We also understand the benefits. Recent research from ITSMA suggests
that companies that measure marketing's impact receive more support from
top executives and better allocation of marketing resources. Most important,
consistently measuring marketing performance can also help companies
drive profitable growth by helping the company focus on high margin offerings
and customers and by optimizing the efficiency of marketing and sales
spending.
The good news is that in a recent ITSMA survey, 59% of the respondents
said that their approach to measuring marketing performance has improved
over the past two years. However, on a scale of 1-5, the respondents
gave themselves a mean score of only 2.65, which is pretty much the same
score that respondents to a 2003 survey gave themselves for the same
question. This indicates that there's still plenty of room for improvement.
When it comes to measurement, there is no quick fix. Although a large
majority of survey respondents claimed to be held accountable for return
on marketing investment, less than one in five has an organization that
tracks this for all marketing campaigns and programs.
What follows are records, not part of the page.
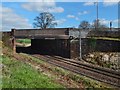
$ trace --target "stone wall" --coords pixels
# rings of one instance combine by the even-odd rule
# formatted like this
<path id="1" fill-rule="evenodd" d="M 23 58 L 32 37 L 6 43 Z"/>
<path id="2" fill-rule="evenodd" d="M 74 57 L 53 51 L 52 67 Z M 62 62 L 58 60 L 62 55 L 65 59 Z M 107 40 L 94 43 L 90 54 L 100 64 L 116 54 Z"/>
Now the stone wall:
<path id="1" fill-rule="evenodd" d="M 111 38 L 120 38 L 120 30 L 92 30 L 88 33 L 88 37 L 111 37 Z"/>

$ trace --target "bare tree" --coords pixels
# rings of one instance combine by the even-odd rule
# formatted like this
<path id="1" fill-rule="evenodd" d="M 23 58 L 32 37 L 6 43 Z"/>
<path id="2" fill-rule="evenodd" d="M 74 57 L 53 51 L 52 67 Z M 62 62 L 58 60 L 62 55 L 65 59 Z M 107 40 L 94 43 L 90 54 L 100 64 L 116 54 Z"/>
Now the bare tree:
<path id="1" fill-rule="evenodd" d="M 55 22 L 55 17 L 49 12 L 40 13 L 34 20 L 35 22 L 33 25 L 35 28 L 53 28 L 57 25 Z"/>
<path id="2" fill-rule="evenodd" d="M 81 29 L 89 29 L 90 26 L 91 26 L 91 25 L 89 24 L 88 21 L 82 21 L 82 22 L 80 23 L 80 25 L 79 25 L 79 28 L 81 28 Z"/>

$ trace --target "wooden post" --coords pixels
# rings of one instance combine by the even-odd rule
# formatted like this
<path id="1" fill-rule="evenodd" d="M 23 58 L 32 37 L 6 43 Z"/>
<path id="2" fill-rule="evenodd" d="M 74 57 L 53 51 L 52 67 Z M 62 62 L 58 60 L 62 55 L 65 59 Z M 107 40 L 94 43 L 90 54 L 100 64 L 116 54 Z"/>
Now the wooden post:
<path id="1" fill-rule="evenodd" d="M 12 50 L 13 54 L 16 53 L 16 40 L 15 40 L 15 29 L 12 29 Z"/>

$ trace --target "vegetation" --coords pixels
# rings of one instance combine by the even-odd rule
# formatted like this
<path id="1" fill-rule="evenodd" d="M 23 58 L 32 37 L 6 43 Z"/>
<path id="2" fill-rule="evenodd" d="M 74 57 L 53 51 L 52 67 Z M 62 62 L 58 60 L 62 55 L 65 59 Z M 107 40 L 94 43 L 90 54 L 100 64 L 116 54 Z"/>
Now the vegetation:
<path id="1" fill-rule="evenodd" d="M 47 65 L 44 61 L 41 61 L 34 57 L 31 57 L 30 55 L 26 55 L 26 54 L 22 54 L 22 55 L 26 56 L 28 58 L 32 58 L 33 61 L 35 61 L 39 64 L 42 64 L 43 66 Z M 64 70 L 60 67 L 50 67 L 49 65 L 46 67 L 48 67 L 53 72 L 56 72 L 58 75 L 68 77 L 69 79 L 72 79 L 73 81 L 78 82 L 78 83 L 82 82 L 85 88 L 96 88 L 96 89 L 101 88 L 103 90 L 112 90 L 113 89 L 112 87 L 110 87 L 109 85 L 107 85 L 105 83 L 101 83 L 96 80 L 90 79 L 88 77 L 72 73 L 72 72 L 70 72 L 68 70 Z M 52 78 L 55 78 L 55 77 L 53 76 Z"/>
<path id="2" fill-rule="evenodd" d="M 3 88 L 60 88 L 30 65 L 3 56 Z"/>
<path id="3" fill-rule="evenodd" d="M 35 28 L 46 29 L 57 25 L 55 22 L 55 17 L 49 12 L 40 13 L 34 20 L 35 22 L 33 25 Z"/>
<path id="4" fill-rule="evenodd" d="M 53 79 L 23 62 L 24 58 L 16 59 L 17 55 L 19 56 L 19 54 L 14 56 L 11 49 L 3 46 L 3 55 L 0 56 L 2 59 L 2 88 L 63 88 Z"/>

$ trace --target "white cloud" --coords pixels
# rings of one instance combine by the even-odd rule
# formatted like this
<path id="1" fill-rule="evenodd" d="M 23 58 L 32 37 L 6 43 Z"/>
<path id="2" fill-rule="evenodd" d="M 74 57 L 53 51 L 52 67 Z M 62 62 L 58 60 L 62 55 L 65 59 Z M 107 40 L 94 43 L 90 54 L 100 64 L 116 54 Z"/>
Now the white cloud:
<path id="1" fill-rule="evenodd" d="M 22 7 L 28 11 L 37 12 L 51 12 L 51 13 L 61 13 L 64 12 L 62 7 L 57 7 L 54 0 L 40 0 L 39 2 L 27 2 L 22 4 Z"/>
<path id="2" fill-rule="evenodd" d="M 88 11 L 83 11 L 83 12 L 79 12 L 78 15 L 85 15 L 85 14 L 88 14 L 89 12 Z"/>
<path id="3" fill-rule="evenodd" d="M 76 16 L 74 16 L 74 15 L 67 15 L 67 18 L 74 18 L 75 20 L 79 20 L 79 18 L 78 17 L 76 17 Z"/>
<path id="4" fill-rule="evenodd" d="M 67 15 L 68 18 L 75 18 L 74 15 Z"/>
<path id="5" fill-rule="evenodd" d="M 102 24 L 109 24 L 110 23 L 110 20 L 106 20 L 106 19 L 100 19 L 100 23 Z"/>
<path id="6" fill-rule="evenodd" d="M 59 19 L 59 20 L 55 20 L 53 22 L 56 22 L 59 25 L 59 24 L 63 24 L 65 21 L 66 21 L 66 19 Z"/>
<path id="7" fill-rule="evenodd" d="M 84 3 L 84 6 L 93 6 L 94 5 L 94 2 L 85 2 Z"/>
<path id="8" fill-rule="evenodd" d="M 104 6 L 112 6 L 118 4 L 119 0 L 103 0 Z"/>
<path id="9" fill-rule="evenodd" d="M 32 25 L 28 23 L 28 19 L 19 16 L 11 8 L 2 7 L 0 16 L 2 16 L 3 31 L 10 31 L 11 28 L 32 28 Z"/>

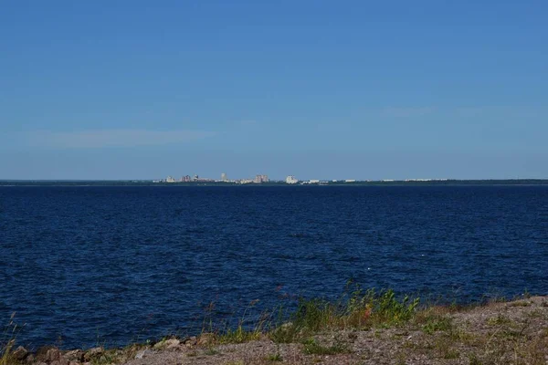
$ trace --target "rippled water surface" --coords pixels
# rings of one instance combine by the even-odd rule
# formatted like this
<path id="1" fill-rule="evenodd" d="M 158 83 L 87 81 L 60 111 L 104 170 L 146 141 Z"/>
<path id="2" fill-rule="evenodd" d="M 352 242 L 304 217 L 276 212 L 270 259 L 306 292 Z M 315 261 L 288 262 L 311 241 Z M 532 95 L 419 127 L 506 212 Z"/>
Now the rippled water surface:
<path id="1" fill-rule="evenodd" d="M 211 301 L 228 316 L 349 279 L 548 294 L 548 187 L 0 187 L 0 324 L 120 345 L 192 330 Z"/>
Most companies
are still measuring in a limited and inconsistent manner. As HP's Deb
Nelson will discuss next week at ITSMA's Annual
Marketing Conference, building an effective measurement system demands
sustained focus and investment in people, process, and systems over a
period of years. I harbor no illusions that 2007 will somehow become
the year we all turn the corner on measurement. Hopefully we can take
at least another step or two forward in clarifying the right metrics
for marketing and then making sure they're consistently tracked and monitored
throughout the year.
Let us know how you do!
Rob Leavitt

[TOP OF PAGE]
What's
Hot: Marketers as Growth Champions: Three Questions for 2007
Most marketers in a recent ITSMA survey agreed that marketing's primary
objective is driving growth and profitability. It's not exactly a shocking
revelation. After all, profitable growth is the business of business,
so presumably all corporate functions are ultimately focused in that
same direction. Indeed, one has to wonder about those marketers in our
survey with a different idea of their ultimate mission.
How best to contribute to profitable growth, though, raises all sorts
of questions about marketing roles, responsibilities, and priorities.
The most interesting finding of the ITSMA study suggested that those
marketers with more strategic roles in the business—such as charting
business strategy, developing new offers, and ensuring customer satisfaction
and loyalty—have a more significant impact on the business than
those focused mostly on traditional marketing communications functions.
This finding dovetails with a broader study completed earlier this year
by Booz Allen Hamilton and the [US] Association of National Advertisers
(ANA). That study, which surveyed marketing executives across multiple
industries (compared with ITSMA's focus on technology services and solutions),
found that only an elite 9 percent of marketing organizations could be
classified as "growth champions" based on their strategic responsibilities
for areas such as product innovation, new business development, and investments
in new markets or products. Most important, teams in this category were
20% more likely to exhibit superior revenue growth and profitability
for their industry than any of the other types of marketing organizations.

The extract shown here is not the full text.